Herri Batasuna was a political party in Spain's Basque region whose votes varied between 15% and 18%. Party officials denied allegations of affiliation with the separatist organization ETA, an acronym for the Euskadi ta Askatasuna or “Basque Homeland and Freedom.” However, from its chosen representatives to discourses, the organic relationship was revealed on numerous occasions.
Initially, the ETA-linked newspaper Egin was closed down following the instructions of Spanish Supreme Court Judge Baltasar Garzon. Afterward, a lawsuit against Batasuna was filed requesting punishment for 23 articles due to not qualifying the ETA as a terrorist organization, nominating political prisoners as candidates, not condemning ETA terrorist attacks on various occasions, hanging posters in support of terrorism, as well as provoking the public against the government via party spokesperson statements like: “We will continue our contestation every way possible, legal or not."
Consequently, Batasuna was first suspended for three years in 2002, banned in 2008 and could not enter the 2009 elections.
When the case was brought before the European Court of Human Rights (ECHR), it made a decision that set a precedent. The ECHR unanimously dismissed Batasuna’s objection. Thus, Herri Batasuna was classified as a part of the ETA by the EU.

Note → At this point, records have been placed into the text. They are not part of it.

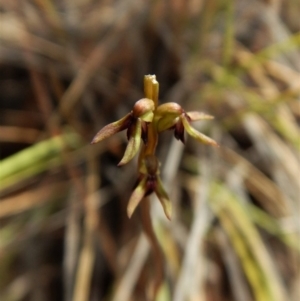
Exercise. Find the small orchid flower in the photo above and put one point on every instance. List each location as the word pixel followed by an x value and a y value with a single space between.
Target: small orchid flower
pixel 172 116
pixel 136 124
pixel 149 181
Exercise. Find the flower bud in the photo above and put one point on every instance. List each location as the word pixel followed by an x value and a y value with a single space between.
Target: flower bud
pixel 143 109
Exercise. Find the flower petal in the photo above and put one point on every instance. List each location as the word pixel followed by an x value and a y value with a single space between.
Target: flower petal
pixel 166 123
pixel 133 143
pixel 112 128
pixel 163 198
pixel 169 108
pixel 136 196
pixel 195 134
pixel 143 109
pixel 194 116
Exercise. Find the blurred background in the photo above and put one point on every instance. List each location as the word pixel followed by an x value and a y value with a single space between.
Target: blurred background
pixel 67 68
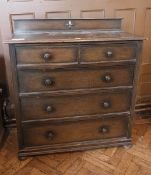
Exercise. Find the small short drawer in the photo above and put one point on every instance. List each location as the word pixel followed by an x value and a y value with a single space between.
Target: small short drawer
pixel 47 80
pixel 108 52
pixel 32 54
pixel 62 106
pixel 75 131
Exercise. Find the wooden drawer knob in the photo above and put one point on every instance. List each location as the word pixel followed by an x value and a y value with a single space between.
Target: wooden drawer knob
pixel 109 53
pixel 49 109
pixel 48 82
pixel 50 135
pixel 104 129
pixel 107 78
pixel 47 56
pixel 106 104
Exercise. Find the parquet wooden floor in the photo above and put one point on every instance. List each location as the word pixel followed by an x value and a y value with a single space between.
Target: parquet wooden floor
pixel 111 161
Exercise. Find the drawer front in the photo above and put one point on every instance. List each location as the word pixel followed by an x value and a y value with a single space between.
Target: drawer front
pixel 44 80
pixel 75 105
pixel 77 131
pixel 30 54
pixel 107 52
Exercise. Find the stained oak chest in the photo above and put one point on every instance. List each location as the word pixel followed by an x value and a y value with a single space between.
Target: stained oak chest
pixel 74 84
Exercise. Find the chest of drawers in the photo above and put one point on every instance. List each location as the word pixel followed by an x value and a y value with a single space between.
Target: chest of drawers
pixel 74 85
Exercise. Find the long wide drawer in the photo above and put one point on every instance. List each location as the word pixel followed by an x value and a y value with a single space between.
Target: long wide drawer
pixel 31 54
pixel 62 106
pixel 75 131
pixel 47 80
pixel 108 52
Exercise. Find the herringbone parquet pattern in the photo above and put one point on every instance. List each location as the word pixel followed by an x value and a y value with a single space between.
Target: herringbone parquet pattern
pixel 111 161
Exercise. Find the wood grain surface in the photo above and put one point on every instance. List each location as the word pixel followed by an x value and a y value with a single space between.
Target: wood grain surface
pixel 112 161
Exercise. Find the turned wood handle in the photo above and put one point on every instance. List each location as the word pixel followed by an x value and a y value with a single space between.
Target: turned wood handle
pixel 49 109
pixel 48 81
pixel 50 135
pixel 47 56
pixel 104 129
pixel 109 53
pixel 107 78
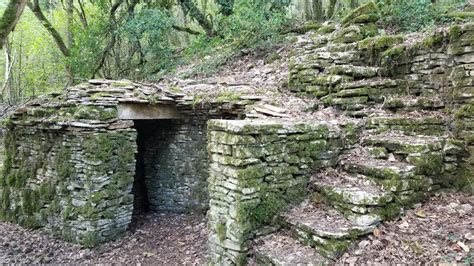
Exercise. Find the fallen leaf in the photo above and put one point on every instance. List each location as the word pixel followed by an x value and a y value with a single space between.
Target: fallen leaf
pixel 377 232
pixel 420 214
pixel 463 246
pixel 148 254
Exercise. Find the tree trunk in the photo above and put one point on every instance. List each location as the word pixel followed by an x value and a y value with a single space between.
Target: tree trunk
pixel 331 9
pixel 35 7
pixel 190 8
pixel 10 18
pixel 318 13
pixel 70 37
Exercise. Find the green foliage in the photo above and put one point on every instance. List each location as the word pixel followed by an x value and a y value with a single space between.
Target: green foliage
pixel 252 25
pixel 421 13
pixel 151 27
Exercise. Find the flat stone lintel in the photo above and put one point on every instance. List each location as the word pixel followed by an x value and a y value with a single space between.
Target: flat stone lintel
pixel 136 111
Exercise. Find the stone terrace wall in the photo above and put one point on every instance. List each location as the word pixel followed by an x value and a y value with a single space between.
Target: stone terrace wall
pixel 443 65
pixel 73 184
pixel 176 164
pixel 259 168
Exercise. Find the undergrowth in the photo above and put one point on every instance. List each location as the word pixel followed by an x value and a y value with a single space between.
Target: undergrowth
pixel 415 15
pixel 254 26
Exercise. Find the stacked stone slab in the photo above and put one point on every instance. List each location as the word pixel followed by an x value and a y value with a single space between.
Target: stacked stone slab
pixel 70 161
pixel 258 169
pixel 416 137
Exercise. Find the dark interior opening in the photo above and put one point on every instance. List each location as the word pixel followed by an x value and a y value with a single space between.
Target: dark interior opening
pixel 139 190
pixel 171 166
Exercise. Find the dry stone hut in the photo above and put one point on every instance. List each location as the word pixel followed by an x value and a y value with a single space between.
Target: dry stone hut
pixel 78 164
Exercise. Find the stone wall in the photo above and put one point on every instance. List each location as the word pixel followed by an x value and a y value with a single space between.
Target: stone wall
pixel 433 72
pixel 175 164
pixel 258 169
pixel 442 65
pixel 74 184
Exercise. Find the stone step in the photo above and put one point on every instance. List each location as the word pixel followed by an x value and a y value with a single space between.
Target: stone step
pixel 346 103
pixel 352 189
pixel 379 83
pixel 361 163
pixel 419 122
pixel 357 72
pixel 330 80
pixel 327 230
pixel 400 143
pixel 339 47
pixel 333 57
pixel 411 103
pixel 281 249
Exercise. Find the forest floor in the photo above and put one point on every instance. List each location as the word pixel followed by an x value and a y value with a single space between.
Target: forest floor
pixel 154 239
pixel 440 230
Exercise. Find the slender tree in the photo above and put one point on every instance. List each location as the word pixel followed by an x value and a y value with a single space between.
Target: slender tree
pixel 10 18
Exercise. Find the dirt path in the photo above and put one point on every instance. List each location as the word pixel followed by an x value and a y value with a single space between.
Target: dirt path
pixel 169 239
pixel 441 230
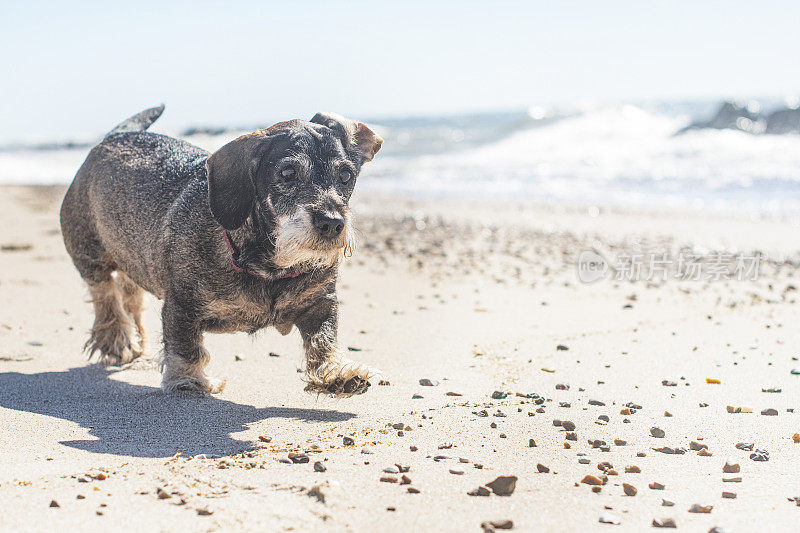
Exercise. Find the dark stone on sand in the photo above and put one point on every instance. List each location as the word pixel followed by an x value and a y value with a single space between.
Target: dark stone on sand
pixel 503 485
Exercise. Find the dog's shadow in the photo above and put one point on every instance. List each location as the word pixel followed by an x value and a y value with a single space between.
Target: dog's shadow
pixel 141 421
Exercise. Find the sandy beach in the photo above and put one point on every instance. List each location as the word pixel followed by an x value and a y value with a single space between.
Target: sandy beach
pixel 532 374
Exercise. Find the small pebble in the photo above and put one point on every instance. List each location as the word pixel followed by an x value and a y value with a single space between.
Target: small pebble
pixel 731 468
pixel 760 455
pixel 664 522
pixel 608 518
pixel 503 485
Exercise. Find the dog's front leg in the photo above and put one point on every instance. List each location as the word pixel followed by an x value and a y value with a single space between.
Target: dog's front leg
pixel 184 358
pixel 328 371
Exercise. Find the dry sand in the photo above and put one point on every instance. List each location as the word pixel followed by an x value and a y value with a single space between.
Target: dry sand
pixel 475 296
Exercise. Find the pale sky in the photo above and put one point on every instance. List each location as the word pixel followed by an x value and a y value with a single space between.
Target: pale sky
pixel 77 68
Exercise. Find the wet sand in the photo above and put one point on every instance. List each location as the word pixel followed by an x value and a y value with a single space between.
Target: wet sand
pixel 482 299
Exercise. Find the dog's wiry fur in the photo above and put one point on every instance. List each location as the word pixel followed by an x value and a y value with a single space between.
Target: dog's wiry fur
pixel 147 212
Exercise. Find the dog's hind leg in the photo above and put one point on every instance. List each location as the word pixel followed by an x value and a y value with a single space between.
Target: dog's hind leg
pixel 112 332
pixel 133 302
pixel 184 358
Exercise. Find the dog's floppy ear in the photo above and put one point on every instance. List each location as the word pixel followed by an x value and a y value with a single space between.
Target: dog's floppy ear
pixel 357 134
pixel 231 192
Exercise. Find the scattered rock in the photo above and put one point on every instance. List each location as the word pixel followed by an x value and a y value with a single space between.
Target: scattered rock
pixel 671 451
pixel 503 485
pixel 493 525
pixel 760 455
pixel 316 493
pixel 480 491
pixel 608 518
pixel 731 468
pixel 298 458
pixel 665 522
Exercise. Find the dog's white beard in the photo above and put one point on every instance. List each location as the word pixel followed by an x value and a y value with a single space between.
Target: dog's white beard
pixel 296 243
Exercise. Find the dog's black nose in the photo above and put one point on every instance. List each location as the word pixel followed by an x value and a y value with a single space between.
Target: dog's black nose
pixel 329 227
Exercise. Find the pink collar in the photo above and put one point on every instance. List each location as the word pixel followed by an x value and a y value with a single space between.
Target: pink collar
pixel 235 262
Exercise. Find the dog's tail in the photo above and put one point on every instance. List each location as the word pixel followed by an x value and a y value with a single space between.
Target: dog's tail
pixel 138 122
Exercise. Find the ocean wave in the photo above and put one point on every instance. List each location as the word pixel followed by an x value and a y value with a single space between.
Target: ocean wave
pixel 624 154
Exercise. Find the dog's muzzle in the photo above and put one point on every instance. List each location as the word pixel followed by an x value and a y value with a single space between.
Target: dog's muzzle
pixel 328 225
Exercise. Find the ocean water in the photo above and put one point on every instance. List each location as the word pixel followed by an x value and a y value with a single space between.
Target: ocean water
pixel 626 155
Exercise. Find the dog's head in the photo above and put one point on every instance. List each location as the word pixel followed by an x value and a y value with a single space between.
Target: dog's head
pixel 299 176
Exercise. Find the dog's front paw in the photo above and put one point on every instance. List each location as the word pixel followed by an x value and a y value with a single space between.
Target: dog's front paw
pixel 183 375
pixel 200 384
pixel 339 377
pixel 115 347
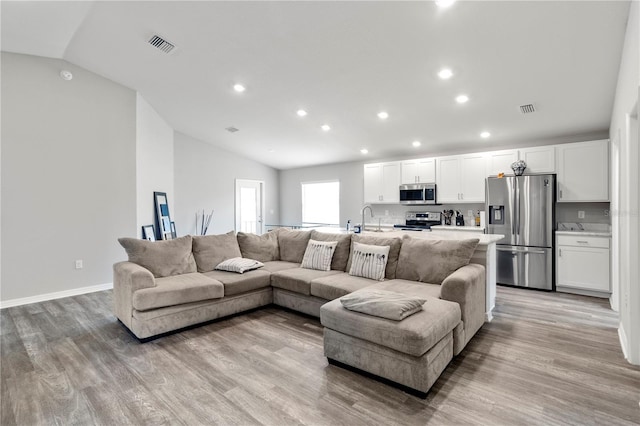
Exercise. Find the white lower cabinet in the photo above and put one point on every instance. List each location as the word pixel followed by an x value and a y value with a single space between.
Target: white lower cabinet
pixel 582 263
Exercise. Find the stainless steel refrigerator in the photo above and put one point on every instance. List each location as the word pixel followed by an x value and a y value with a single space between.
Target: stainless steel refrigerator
pixel 522 208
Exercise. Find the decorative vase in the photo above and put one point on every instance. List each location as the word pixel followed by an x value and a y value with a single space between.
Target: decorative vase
pixel 518 167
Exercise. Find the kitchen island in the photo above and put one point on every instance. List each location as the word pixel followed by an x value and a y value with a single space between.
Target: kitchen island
pixel 485 253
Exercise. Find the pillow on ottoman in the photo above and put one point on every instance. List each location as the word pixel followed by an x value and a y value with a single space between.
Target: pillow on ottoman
pixel 382 303
pixel 162 258
pixel 369 261
pixel 431 261
pixel 210 250
pixel 263 248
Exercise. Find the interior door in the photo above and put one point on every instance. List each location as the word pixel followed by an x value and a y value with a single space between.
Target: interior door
pixel 249 206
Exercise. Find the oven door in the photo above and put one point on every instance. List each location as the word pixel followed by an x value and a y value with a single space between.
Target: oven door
pixel 412 194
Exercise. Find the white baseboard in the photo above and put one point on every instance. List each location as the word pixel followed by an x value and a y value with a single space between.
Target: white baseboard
pixel 623 341
pixel 57 295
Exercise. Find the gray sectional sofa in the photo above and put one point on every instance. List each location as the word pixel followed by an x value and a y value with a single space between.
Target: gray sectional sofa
pixel 169 285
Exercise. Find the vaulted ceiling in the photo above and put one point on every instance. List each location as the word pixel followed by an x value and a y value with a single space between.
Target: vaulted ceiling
pixel 343 63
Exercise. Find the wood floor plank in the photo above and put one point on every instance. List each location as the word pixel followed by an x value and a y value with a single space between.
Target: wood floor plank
pixel 545 359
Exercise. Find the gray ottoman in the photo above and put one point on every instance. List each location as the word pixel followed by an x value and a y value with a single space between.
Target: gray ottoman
pixel 412 352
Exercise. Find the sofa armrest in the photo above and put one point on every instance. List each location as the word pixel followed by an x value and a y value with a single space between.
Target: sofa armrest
pixel 128 278
pixel 466 286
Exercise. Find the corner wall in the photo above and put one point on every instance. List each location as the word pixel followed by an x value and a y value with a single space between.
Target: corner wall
pixel 626 197
pixel 68 176
pixel 154 162
pixel 205 179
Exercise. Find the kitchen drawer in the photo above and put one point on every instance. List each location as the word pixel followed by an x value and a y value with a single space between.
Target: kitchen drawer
pixel 580 241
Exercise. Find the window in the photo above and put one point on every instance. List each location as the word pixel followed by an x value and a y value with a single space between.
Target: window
pixel 321 203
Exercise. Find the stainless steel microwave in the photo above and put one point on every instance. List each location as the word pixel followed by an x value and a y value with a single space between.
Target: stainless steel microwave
pixel 418 193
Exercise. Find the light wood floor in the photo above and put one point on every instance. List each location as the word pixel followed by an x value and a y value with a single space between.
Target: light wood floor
pixel 545 359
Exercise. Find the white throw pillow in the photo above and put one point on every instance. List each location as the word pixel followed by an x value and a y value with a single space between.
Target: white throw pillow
pixel 318 255
pixel 369 261
pixel 239 265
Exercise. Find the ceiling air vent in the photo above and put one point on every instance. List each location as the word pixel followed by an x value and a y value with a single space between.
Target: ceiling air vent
pixel 162 44
pixel 527 109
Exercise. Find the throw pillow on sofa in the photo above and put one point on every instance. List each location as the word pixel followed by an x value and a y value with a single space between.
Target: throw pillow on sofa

When looking at the records of the Peoples' Democratic Party (HDP), the political arm of the PKK, which is recognized as a terrorist group by the EU and U.S., it becomes clear that the crimes associated with the HDP well exceed that of Batasuna’s. As a matter of fact, members of Parliament from the HDP have never even denied their ties with the PKK.
For instance, they accepted their PKK ties in statements at Parliament, saying things like: "We are all Kemal Pir (one of the PKK founders)" or "(the imprisoned PKK leader Abdullah) Öcalan is our leader."
Detained ex-HDP co-Chair Selahattin Demirtaş did not just assert Öcalan as their leader, he went a step further during his speech at the Brookings Institute where he claimed: "We do not see the PKK as a terrorist organization, rather, it is an armed civilian group." Similarly, HDP lawmaker Abdullah Zeydan insulted and threatened the Turkish nation by saying, "The PKK will drown you in its spit!"
The HDP's PKK propaganda has surpassed relatively "innocent" methods like posters and slogans. They performed every possible action that could be done in the name of terrorist propaganda, such as attending the funerals and wishing condolences to PKK terrorists, in a way that would be reported by the media.
Furthermore, while propaganda implies more indirect support, it is known that HDP deputies have personally aided and abetted the PKK. Most recently, an HDP deputy named Nuran Imir was caught on police cameras while stealing a PKK suspect's mobile phone from the police, in other words, obscuring evidence.
Some two years ago, a wanted PKK terrorist was caught in HDP lawmaker Murat Sarısaç’s car, and it was revealed that the same terrorist had also stayed in Sarısaç's house. In 2017, HDP Deputy Faysal Sarıyıldız was caught delivering weapons to the PKK using his personal vehicle.
With all these obvious signs, how can a democratic state allow a party that has resorted to violence and impropriety sustain its political life, as if it does not pose a great danger?